The man who would one day be President Jerry Ford was born Leslie Lynch King Jr. Ford on July 13, 1913, in Omaha. He was named after his biological father, a wool dealer who divorced his mother, the former Dorothy Ayer Gardner, two years later. Dorothy King took her young son to Grand Rapids, Michegan. where she married paint salesman Gerald Rudolff Ford, who adopted the boy and gave him his name. Young Jerry grew up believing Ford was his father.
Both parents were active in the Episcopal Church, and his father was a Boy Scout leader and prominent local Republican Party member. Jerry Ford followed his father’s lead, becoming an Eagle Scout and inheriting his fondness for Republican politics.
STRONG INFLUENCE
"Dad was the strongest influence on my life," Ford once said. "I’ve often thought, even nowadays: now how would he have done this?" Ford was an ace student and star of South High School’s Trojans football team, making all-state squads. With money tight at the height of
the Depression, he worked at a local restaurant for carfare and lunch money.
He was at work one day when Leslie Lynch Sr. strolled into the eatery and introduced himself as the teen’s father. "I was tempted to ask why he had waited 15 years to see me, but I bit my tongue, I didn’t want to be impolite," Ford once told an interviewer. Seven decades later,
however, Ford described him as "an evil man" who had shown no interest in his son for most of his childhood years.
Despite the emotional difficulties, he worked his way through college, went to law school, and then off to fight in World War II. In 1948, he was elected to the US Congress, for the first time, from his hometown, Grand Rapids, Michigan. He never sought to become president.

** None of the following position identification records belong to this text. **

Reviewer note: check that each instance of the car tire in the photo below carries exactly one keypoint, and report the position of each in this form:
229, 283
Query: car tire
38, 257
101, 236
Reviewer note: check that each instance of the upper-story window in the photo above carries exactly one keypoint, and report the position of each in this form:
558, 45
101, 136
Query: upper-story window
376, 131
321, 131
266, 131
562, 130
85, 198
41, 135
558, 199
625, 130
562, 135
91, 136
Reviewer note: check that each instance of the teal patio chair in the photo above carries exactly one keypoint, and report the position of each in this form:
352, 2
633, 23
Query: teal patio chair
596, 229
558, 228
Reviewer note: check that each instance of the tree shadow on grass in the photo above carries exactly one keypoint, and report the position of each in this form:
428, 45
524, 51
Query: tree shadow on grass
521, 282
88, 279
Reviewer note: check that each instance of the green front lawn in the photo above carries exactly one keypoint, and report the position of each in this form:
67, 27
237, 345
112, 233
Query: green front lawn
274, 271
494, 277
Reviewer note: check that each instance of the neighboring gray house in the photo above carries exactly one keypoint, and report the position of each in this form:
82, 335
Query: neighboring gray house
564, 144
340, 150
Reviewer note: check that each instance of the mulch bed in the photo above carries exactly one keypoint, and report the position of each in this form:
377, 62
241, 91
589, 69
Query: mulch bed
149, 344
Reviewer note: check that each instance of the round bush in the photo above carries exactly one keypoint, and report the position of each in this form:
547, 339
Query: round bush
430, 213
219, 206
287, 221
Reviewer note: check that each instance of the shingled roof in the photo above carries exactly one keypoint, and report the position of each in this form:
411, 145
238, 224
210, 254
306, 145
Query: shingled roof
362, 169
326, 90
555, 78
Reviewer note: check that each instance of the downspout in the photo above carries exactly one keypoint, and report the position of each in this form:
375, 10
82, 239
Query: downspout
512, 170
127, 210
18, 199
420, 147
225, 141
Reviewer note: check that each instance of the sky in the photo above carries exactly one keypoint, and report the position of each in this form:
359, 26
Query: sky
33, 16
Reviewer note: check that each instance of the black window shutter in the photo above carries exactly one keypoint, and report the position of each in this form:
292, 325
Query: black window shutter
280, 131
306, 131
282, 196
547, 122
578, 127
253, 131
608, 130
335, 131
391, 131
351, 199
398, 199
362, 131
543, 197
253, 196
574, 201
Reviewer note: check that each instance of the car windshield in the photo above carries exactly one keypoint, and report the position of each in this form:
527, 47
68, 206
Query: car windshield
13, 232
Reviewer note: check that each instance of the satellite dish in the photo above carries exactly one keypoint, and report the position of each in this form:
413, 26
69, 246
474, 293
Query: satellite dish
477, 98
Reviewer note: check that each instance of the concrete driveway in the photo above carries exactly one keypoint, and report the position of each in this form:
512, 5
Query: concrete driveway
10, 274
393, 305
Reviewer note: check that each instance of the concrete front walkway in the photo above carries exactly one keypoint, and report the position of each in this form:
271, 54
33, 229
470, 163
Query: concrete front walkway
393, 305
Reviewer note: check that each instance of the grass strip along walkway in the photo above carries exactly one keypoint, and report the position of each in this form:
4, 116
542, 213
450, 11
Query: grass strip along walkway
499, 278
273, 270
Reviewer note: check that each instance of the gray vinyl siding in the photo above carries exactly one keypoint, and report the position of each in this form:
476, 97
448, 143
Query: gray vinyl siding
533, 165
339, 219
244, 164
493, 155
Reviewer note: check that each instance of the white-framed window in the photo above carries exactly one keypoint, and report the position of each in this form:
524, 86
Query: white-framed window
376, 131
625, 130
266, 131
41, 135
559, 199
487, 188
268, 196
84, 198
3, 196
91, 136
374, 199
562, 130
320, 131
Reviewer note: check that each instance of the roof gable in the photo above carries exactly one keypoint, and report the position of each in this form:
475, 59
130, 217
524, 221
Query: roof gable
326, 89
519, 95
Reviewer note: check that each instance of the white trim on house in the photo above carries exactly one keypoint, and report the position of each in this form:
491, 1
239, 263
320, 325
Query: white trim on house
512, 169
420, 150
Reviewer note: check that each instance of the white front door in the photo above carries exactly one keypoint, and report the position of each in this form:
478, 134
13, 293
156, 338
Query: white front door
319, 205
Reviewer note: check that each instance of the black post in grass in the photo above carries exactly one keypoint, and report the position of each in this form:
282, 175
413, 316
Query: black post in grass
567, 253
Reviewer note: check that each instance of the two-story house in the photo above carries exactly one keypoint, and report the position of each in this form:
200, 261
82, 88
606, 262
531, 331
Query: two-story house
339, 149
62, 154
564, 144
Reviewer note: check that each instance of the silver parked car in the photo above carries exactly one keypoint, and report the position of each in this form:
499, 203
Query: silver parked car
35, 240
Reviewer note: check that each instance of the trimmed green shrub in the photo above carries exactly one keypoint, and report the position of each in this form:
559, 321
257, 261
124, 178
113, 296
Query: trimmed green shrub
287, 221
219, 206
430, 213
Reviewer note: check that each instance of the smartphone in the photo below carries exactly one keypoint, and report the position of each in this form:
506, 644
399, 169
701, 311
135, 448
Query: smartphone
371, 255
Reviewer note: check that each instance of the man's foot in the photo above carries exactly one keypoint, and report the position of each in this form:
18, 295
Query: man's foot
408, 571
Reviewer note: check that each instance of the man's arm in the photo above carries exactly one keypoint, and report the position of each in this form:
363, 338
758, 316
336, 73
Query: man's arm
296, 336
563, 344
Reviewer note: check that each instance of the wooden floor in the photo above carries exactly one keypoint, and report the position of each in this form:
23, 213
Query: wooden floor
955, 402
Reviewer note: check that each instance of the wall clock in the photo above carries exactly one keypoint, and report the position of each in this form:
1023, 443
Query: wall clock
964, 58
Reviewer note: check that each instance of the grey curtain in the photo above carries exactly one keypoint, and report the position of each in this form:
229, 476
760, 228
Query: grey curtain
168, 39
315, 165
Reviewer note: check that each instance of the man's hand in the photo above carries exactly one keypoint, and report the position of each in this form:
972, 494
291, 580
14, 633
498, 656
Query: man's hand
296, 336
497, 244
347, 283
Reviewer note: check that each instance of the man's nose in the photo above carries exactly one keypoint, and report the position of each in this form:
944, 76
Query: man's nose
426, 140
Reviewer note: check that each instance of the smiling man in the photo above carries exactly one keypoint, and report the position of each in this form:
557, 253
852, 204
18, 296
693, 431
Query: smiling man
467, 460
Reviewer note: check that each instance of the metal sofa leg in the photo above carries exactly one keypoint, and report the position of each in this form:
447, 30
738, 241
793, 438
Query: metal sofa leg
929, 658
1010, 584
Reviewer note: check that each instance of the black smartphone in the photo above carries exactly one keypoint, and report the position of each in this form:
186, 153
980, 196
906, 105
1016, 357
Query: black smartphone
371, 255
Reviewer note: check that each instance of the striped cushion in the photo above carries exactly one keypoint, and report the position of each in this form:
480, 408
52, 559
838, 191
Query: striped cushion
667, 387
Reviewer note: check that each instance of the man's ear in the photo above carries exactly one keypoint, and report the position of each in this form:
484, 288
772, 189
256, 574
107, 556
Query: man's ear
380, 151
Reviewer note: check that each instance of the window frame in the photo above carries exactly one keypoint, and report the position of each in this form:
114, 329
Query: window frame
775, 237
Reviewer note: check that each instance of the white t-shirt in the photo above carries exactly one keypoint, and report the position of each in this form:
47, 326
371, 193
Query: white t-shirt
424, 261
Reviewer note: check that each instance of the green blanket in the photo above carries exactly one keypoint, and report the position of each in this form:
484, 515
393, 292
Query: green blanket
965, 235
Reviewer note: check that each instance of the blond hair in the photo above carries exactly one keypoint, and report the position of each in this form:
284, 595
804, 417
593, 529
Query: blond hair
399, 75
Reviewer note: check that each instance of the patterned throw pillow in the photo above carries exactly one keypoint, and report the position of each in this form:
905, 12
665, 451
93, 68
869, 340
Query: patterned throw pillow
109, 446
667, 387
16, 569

But Nixon eventually hand-picked him to take over, saying he was the most trusted man he knew. Ford’s White House Chief of Staff, Donald Rumsfeld said President Ford’s main goal was to restore trust in the nation’s leadership.
"The reservoir of trust had been drained when Jerry Ford came into office," noted Rumsfeld. "His major task was to heal the nation, to refill that reservoir of trust so that government could function in a manner that was successful."
LOSING PRESIDENCY
In 1976, Ford lost the presidency to Democrat Jimmy Carter in a very close election. Ford later said he felt confident that, despite his defeat, he had delivered on his promise to restore faith in the government. "I still feel good about turning the country over to President Carter in a much better shape than it was when I came on watch," he said, "and sorry that I didn’t have another four years to improve my on-the-job training skills."
Ford was the longest living president, followed by Ronald Reagan, who also died at 93. "I was deeply saddened this evening when I heard of Jerry Ford’s death," former first lady Nancy Reagan said in a statement. "Ronnie and I always considered him a dear friend and close
political ally."
She said, "His accomplishments and devotion to our country are vast, and even long after he left the presidency he made it a point to speak out on issues important to us all." (With BosNewsLife’s Stefan J. Bos and reports from the United States).